そんな私を見て娘もいつしか髪をキレイに伸ばしていた。


ちょうど娘が5歳になる年の夏の昼下がりだった。


娘の幼稚園の迎えまでまだ時間があるから、家でゆっくり過ごしている時だった。


ドアのチャイムが鳴り宅配便の服を着た男性が立っていたので、ドアを開け荷物を受け取ろうとした時だった。


男はニヤニヤしながら玄関に押し入ってきて私はハッとした。


このニヤニヤした顔の男は、以前私を襲って髪持ち去った男だったのだ。


男は突然ハンカチのような布を私の口に押し当ててきて、男は私の耳元で何かを囁き私はそのまま意識を失くしてしまった。


私は意識のないうちに、男に髪をハサミでザックリ切られ、そして私は犯され男の白い体液が私の体と床に散乱した髪に飛び散っていた。


三時間くらいたって意識が戻ってきたときには、私は玄関で裸のまま倒れていて、私の周りには私の切られた髪が辺り一面に散乱していた。


意識が無くなる寸前に男が囁いた言葉が脳裏をよぎる『娘もキレイな髪をしているなぁ』と。。

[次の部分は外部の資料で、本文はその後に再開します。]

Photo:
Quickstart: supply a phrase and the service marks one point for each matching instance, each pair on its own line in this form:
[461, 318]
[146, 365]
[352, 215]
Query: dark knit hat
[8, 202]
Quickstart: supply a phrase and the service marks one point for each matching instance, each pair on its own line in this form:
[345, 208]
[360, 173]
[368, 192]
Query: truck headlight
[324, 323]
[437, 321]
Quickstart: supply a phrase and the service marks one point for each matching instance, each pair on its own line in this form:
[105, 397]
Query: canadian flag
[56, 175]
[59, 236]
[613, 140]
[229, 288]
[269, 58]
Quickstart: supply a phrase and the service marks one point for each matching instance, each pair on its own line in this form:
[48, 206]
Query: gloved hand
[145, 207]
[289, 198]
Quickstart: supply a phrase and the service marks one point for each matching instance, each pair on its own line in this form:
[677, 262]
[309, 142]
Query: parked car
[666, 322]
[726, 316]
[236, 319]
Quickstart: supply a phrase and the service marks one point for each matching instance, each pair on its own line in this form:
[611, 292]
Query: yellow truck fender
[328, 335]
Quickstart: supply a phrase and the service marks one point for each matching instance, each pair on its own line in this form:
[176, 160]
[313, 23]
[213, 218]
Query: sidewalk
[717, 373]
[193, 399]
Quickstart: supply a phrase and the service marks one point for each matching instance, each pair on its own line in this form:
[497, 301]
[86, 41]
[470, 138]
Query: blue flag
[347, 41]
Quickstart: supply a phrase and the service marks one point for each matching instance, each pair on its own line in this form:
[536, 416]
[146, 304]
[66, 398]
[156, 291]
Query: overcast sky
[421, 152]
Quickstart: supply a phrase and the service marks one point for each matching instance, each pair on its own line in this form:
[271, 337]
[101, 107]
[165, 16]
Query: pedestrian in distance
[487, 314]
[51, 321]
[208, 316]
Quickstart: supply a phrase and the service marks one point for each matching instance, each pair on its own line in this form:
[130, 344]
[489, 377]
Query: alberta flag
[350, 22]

。


男にされたことよりも、男の残した言葉の方が心に引っ掛かり、シャワーを浴びて服を整え急いで美容院へ向かった。


美容院で髪をベリーショートにした私は急いで娘を迎えに行き、その足で近所の床屋に娘を連れて行った。


不安気な娘を横目に『娘の髪をバッサリと男の子のように短く切ってください』そう店主に告げると、娘は大泣きをして嫌がったが床屋の店主は容赦なく娘の髪を短く切ってくれた。


サッパリした娘の頭を見ながら、30年前の母のことを想い出した。


母はただ苛立っていたのではなく娘に対する不安と動揺、そして幼い娘に状況を説明することが出来ない苛立ちによるものだったのだと気づかされた。


母の我が子を想う気持ちが30年という長い年月を経て伝わってきて、私は目頭から涙が溢れ出し、髪を短く切られ不機嫌そうに泣く娘を強くギュッと抱きしめた。